Methods: A case-control study of 136 (46 dry, 37 wet, 53 dry + wet) unrelated native Spanish diagnosed with AMD and 106 controls matched by age and ethnicity were enrolled. DNA was isolated from peripheral blood and subjected to genotyping for AMD-associated SNPs (rs3753394, rs529825, rs800292, rs3766404, rs203674, rs3753396, rs1065489 and rs10671170) using TaqMan probes and restriction fragment-length polymorphism (RFLP). The association study was performed using the HaploView 4.0 software.

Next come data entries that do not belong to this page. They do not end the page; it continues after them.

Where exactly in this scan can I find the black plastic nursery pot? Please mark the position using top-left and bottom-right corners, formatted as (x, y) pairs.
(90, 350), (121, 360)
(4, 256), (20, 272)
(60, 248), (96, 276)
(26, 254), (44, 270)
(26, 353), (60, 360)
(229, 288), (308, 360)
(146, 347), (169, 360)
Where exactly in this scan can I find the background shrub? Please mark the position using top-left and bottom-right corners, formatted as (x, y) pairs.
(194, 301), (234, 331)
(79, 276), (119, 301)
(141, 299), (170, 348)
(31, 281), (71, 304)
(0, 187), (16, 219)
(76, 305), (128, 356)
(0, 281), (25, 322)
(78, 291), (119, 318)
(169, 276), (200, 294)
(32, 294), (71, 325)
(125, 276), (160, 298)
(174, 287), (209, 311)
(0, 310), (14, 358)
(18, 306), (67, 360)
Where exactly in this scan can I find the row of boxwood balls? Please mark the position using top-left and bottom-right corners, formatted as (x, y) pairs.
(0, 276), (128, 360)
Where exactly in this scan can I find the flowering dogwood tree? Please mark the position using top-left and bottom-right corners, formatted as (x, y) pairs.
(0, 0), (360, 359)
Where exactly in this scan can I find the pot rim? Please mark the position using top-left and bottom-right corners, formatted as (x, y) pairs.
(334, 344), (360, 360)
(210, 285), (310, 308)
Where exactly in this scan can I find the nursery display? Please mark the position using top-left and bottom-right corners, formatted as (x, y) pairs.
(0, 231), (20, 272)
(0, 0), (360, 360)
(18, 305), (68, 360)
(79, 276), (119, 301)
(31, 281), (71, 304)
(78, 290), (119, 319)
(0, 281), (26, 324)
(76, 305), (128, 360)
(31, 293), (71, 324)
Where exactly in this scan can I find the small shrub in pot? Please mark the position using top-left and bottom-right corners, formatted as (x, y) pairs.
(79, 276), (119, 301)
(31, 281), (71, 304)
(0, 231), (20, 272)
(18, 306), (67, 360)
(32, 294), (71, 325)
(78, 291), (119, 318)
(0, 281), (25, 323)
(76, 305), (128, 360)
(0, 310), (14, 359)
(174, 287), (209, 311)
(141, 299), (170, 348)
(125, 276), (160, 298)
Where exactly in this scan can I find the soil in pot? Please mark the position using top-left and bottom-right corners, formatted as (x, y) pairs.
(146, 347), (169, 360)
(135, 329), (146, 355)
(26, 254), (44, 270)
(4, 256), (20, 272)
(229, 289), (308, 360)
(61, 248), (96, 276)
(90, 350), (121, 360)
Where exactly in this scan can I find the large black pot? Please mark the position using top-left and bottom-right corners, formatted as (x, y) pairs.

Results: The allelic frequency analysis revealed that rs529825, rs800292, rs3766404, rs203674 and rs10671170 were significantly associated with an increased risk for AMD. The haplotypes CGG (rs529825, rs800292 and rs233674) and GCAG (rs203674, rs1061170, rs3752296 and rs1065489), were significantly associated with AMD whereas the haplotypes CAA (rs529825, rs800292 and rs233674) and TTAG (rs203674, rs1061170, rs3752296 and rs1065489) were found to be protective. Small differences in allelic frequencies were found between dry or exudative cases, these differences were not significant and did not distinguish the two clinical forms of AMD

Conclusions: This study confirmed significant association of SNPs rs529825, rs800292, rs3766404, rs203674 and rs1061170 in the CFH gene with susceptibility to AMD in the Spanish population. We identified haplotypes that confer protection or increased risk of AMD. We did not find any specific genetic variant in CFH capable to distinguish the different clinical forms of AMD in this cohort. Collectively, our results confirmed that CFH represents a strong genetic risk factor for this disease in the Spanish population.